The Board of Commissioners on Grievances and Discipline of the Supreme Court of Ohio found the facts as previously set forth and concluded that Respondent’s conduct violated Ohio Disciplinary Rule 1-102(A)(4) (engaging in conduct involving dishonesty, fraud, deceit, or mis*401representation); 2-106(a) (charging a clearly excessive fee); 6-101(A)(3) (neglecting an entrusted legal matter); 7-101(A)(1) (failing to seek a client’s lawful objective through reasonable means); 7-101(A)(2) (failing to carry out a contract for professional services); 7-101(A)(3) (causing client damage or prejudice); 7-102(A)(5) (knowingly making a false statement of law or fact); and 9-102(B)(4) (failing to promptly pay the client funds to which the client is entitled). The Supreme Court of Ohio held that an indefinite suspension was too lenient, as Respondent had deliberately concealed his neglect to protect his own interests on several occasions, thereby sacrificing his clients’ welfare for the sake of his own.
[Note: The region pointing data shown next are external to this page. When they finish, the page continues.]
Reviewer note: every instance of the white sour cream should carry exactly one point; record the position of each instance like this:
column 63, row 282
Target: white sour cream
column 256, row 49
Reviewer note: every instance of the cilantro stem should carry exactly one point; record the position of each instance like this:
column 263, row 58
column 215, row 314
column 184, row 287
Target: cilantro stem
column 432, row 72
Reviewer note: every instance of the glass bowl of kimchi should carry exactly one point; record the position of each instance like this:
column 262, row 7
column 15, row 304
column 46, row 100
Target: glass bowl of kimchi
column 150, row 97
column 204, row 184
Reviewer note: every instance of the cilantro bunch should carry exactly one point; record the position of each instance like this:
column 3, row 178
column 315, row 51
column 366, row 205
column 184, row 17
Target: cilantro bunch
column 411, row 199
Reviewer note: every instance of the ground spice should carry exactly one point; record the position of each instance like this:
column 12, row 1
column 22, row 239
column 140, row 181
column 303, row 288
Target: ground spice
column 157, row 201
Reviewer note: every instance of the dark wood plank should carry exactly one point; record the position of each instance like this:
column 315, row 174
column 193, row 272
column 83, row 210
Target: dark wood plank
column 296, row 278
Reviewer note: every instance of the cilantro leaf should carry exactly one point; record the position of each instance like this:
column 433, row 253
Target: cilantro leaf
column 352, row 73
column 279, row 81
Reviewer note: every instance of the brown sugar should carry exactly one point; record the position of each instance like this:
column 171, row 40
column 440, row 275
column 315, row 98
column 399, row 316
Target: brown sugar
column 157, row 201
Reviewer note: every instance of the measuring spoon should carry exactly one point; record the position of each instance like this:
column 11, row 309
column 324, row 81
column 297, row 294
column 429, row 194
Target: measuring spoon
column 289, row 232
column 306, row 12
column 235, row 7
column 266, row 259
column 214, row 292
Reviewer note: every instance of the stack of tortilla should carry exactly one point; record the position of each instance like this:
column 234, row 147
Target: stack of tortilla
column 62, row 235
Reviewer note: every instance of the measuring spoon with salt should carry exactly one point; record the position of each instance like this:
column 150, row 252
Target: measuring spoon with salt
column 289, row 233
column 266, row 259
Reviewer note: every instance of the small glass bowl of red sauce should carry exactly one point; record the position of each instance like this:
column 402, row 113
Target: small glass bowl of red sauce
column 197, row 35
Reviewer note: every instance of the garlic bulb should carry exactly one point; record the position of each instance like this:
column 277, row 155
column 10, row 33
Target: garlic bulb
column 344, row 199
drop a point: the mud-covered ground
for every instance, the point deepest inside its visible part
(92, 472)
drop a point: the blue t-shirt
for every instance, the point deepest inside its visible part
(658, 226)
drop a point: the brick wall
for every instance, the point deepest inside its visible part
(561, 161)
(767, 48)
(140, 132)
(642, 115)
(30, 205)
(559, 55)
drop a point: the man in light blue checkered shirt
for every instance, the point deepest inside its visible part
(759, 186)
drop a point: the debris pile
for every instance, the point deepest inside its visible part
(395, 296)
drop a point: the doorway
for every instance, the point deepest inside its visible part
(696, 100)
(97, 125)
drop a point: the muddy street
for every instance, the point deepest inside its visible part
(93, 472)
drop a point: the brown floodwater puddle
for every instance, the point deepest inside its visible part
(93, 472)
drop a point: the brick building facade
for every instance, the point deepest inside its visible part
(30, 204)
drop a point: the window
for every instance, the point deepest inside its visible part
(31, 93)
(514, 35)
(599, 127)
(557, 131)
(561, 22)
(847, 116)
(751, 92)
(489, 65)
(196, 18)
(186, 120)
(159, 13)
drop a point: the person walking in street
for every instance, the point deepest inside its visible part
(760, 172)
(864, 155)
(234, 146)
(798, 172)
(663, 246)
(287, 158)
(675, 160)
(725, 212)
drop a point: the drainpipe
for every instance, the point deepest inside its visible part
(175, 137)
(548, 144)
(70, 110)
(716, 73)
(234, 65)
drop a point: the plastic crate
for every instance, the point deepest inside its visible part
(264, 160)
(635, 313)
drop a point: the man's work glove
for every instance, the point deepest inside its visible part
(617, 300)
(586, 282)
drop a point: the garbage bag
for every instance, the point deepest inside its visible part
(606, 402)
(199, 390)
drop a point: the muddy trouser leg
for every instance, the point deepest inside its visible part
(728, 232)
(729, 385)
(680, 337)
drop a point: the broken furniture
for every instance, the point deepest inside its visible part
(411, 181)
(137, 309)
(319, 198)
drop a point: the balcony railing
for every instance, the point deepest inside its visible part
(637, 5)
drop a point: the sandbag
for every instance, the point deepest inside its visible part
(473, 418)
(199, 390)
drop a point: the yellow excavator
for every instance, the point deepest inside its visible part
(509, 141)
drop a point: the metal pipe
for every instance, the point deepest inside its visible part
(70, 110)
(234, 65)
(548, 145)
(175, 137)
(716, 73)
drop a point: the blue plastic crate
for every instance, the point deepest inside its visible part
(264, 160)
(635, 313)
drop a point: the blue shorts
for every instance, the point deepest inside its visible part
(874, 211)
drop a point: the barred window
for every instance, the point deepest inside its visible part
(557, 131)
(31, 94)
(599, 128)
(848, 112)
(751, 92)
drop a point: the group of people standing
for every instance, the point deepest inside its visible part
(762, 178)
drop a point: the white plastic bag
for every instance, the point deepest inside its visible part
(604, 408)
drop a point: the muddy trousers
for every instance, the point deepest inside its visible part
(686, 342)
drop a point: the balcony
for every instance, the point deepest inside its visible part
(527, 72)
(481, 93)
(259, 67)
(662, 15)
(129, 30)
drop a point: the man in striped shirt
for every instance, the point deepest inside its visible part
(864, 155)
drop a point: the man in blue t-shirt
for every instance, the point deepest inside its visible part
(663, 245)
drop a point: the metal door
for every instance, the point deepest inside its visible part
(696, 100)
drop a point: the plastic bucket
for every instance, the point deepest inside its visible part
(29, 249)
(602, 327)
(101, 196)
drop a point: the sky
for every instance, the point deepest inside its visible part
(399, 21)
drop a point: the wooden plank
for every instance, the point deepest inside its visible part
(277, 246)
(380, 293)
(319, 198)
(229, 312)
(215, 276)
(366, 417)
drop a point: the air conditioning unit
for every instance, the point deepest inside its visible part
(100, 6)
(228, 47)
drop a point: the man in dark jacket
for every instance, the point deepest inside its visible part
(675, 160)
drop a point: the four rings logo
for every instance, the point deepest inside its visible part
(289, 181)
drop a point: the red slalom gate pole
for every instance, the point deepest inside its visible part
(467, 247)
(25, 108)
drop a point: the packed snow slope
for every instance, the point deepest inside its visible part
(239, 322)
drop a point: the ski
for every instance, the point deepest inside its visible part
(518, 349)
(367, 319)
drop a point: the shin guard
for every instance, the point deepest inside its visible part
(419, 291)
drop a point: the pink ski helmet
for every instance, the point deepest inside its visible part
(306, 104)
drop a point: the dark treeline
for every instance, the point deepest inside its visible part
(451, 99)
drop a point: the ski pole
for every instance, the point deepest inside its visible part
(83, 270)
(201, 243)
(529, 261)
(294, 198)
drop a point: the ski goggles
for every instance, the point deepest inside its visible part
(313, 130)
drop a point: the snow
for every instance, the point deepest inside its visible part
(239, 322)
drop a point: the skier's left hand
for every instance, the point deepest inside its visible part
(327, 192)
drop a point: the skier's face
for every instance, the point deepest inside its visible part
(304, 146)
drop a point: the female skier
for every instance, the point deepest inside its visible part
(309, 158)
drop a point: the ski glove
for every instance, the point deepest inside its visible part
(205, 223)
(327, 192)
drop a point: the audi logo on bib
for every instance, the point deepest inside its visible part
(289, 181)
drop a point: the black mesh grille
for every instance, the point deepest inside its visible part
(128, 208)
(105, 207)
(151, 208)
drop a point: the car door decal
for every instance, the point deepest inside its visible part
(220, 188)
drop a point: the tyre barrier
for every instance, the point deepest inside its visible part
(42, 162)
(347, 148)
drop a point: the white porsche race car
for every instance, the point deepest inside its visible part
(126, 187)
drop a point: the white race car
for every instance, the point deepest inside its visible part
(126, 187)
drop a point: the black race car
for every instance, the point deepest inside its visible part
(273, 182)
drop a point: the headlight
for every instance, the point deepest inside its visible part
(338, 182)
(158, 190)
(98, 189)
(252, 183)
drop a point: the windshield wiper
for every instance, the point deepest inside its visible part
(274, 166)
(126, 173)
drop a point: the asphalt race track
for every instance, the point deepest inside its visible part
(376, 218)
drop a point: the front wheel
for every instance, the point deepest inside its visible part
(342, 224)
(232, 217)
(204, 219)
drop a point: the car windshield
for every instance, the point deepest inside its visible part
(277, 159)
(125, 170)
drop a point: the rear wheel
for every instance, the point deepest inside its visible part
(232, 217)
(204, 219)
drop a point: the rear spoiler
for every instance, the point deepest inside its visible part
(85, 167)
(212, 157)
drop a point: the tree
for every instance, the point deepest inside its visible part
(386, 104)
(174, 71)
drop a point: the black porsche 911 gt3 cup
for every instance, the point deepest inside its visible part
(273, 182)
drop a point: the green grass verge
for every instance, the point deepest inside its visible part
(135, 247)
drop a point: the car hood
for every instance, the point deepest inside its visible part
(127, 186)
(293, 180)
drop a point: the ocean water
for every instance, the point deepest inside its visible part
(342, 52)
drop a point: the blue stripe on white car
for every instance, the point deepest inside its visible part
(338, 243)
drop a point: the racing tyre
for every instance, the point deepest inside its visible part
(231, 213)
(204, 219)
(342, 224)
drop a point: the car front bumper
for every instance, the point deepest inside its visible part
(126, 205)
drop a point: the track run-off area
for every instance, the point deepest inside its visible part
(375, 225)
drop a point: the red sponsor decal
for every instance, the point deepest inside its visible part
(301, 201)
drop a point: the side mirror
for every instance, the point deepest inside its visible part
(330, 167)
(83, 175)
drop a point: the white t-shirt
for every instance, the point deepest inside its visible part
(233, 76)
Finding no mitigating circumstances, the Supreme Court of Ohio ordered Respondent’s disbarment.
The Kentucky Bar Association filed a Petition for Reciprocal Discipline on April 29, 2004 and supplemented it with a certified copy of the Order from the Supreme Court of Ohio. On June 17, 2004, this Court entered an Order that directed Respondent “to show cause, if any, pursuant to SCR 3.435(2)(b) why the imposition of identical discipline in this Commonwealth would be unwarranted and the reasons therefore.” Pursuant to SCR 3.495(2)(b), notice of the order and a copy of the order of the Supreme Court of Ohio were directed to Respondent by certified mail at his Bar Roster address, SCR 3.175(l)(a).
Thirty days have expired since service of the order directing Respondent to show cause why this Court should not impose reciprocal discipline, and this Court has received no response from Respondent. Therefore, pursuant to SCR 3.435(4), this Court grants the Kentucky Bar Association’s Petition for Reciprocal Discipline and hereby orders that:
1. Respondent, John Reno Deaton, II, shall be permanently disbarred from the practice of law in the Commonwealth of Kentucky.
2. Pursuant to SCR 3.390, Respondent shall, within ten days from the entry of this Opinion and Order, notify in writing all courts in which he has matters pending and all clients he is currently representing of his inability to provide further legal services, and provide the Director of the Kentucky Bar Association with a copy of all such notice letters, or with a certification that he has no active clients, whichever is applicable.
3. Respondent is further ordered to pay any and all costs associated with this disciplinary proceeding, under SCR 3.450.
All concur.ENTERED: September 23, 2004.